As pointed out by Matt Ford of the New Republic, this ruling moves the Court in the direction of not recognizing a difference between the online and offline worlds. This was only extended in Carpenter. That case concerns a warrantless collection of cell phone location data. The defendant, Carpenter, had his cell phone records acquired by the government, which it used to prove that he led a series of robberies of (ironically) cell-phone stores. Carpenter argues that this collection amounts to GPS tracking, and is therefore a search. The government argues, however, that this cell phone location data was freely shared by Carpenter with a third party, his service provider. The Court typically considers information shared with a third party (such as bank records) to lose any privacy protections.
The Justices, by a 5-4 margin, decided that principle doesn’t extend to cell phone location records. Justice Roberts, joining the Court’s liberal Justices, delivered the Court’s opinion. Unusually, three of four dissenting Justices wrote a separate dissenting opinion. Still, at points, those dissents agreed with each other.
The majority logic starts from the premise that someone has a particularly powerful privacy claim at stake when someone can track their movements. Specifically, when it can be tracked constantly and easily. From here, the Court reaches its conclusion by a single step. Constant surveillance, even in the form of voluntary cell phone use, is always a search.
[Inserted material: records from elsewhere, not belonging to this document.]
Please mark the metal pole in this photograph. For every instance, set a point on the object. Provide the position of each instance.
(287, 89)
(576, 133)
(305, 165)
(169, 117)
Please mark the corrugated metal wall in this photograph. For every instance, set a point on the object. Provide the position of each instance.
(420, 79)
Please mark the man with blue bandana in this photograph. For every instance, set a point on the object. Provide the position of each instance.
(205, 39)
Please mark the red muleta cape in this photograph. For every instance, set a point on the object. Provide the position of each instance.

It does not matter how the government gets that information: even if the data is being collected by a private company during business transactions, the person being tracked always expects privacy from the government.
The dissenting opinions are too numerous and extensive to fully explain, but their objections may be briefly numbered. The Fourth Amendment can only apply to something someone owns or controls; because Carpenter doesn’t own or control the cell phone records, he can’t possibly have a right to privacy in them (Kennedy, Thomas, and Alito). The idea that the Fourth Amendment covers any situation where a person has a reasonable expectation of privacy is wrong, and the Court should revisit that determination (Thomas and Gorsuch). The Fourth Amendment doesn’t apply here because the government issued a subpoena rather than conducting a search, and subpoenas never fall under the Fourth Amendment (Alito and Thomas).
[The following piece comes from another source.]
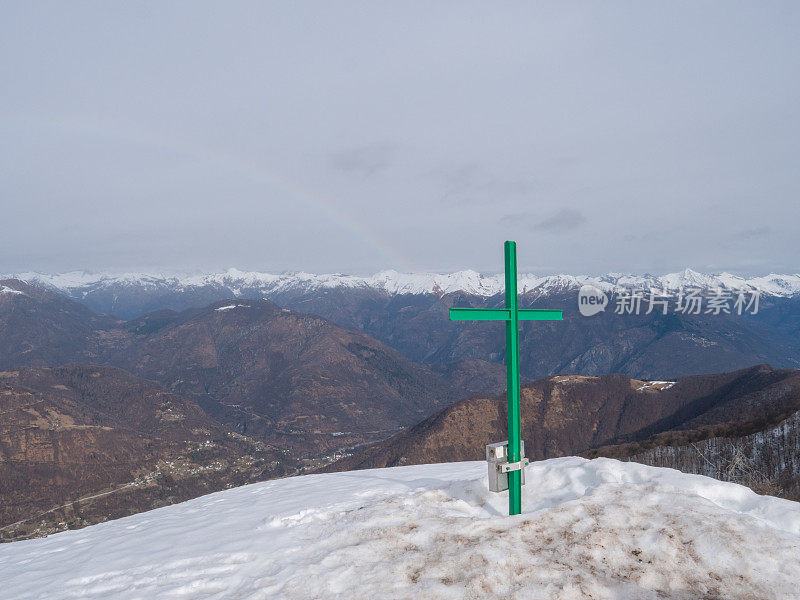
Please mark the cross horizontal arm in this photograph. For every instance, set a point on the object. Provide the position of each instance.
(479, 314)
(539, 314)
(503, 314)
Taking the cases together, we can observe a pattern to these decisions, and a unifying element if not legal theory. It is that the new realities of the digital age cannot be used to circumvent the legal limits and obligations of the analog age. A store cannot escape taxes by being online. The government cannot substitute cell phone data for a GPS to escape warrant requirements. Both of these cases are going to have consequences in their own domains. But taken together, we may have just witnessed the beginning of a very long pattern.